Yes the probability of hashcode collision is very low as for example in case of String it depends upon the string value. If we are not creating any String with new operator then if the a new String has the same value that already present , then new String object is not created, it refers to the old value from heap and in this case only the value of hashCode will be same as expected.
The general contract of hashCode is:
Whenever it is invoked on the same object more than once during an execution of a Java application, the hashCode method must consistently return the same integer, provided no information used in equals comparisons on the object is modified. This integer need not remain consistent from one execution of an application to another execution of the same application.
From Java 1.2, java.lang.String class implements its hashCode() using a product sum algorithm over the entire text of the string.[2] Given an instance s of the java.lang.String class, for example, would have a hash code h(s) defined by
h(s)=s[0]*31^(n-1) + s[1]*31^(n-2) + ... + s[n-1]
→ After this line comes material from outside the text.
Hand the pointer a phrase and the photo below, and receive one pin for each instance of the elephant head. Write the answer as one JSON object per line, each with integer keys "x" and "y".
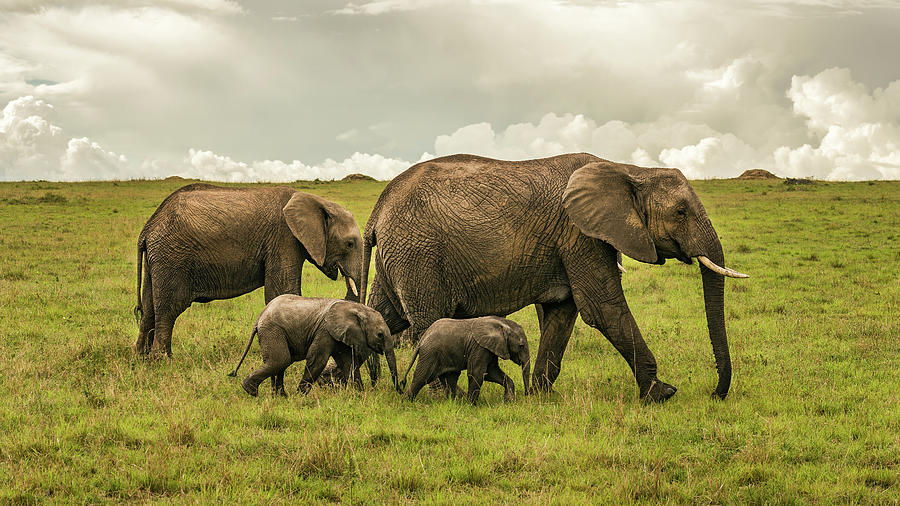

where terms are summed using Java 32-bit int addition, s[i] denotes the ith character of the string, and n is the length of s.
For your reference in Apache Harmony the method hashCode is:
public int hashCode() {
if (hashCode == 0) {
int hash = 0, multiplier = 1;
for (int i = offset + count - 1; i >= offset; i--) {
hash += value[i] * multiplier;
int shifted = multiplier << 5;
multiplier = shifted - multiplier;
}
hashCode = hash;
}
return hashCode;
}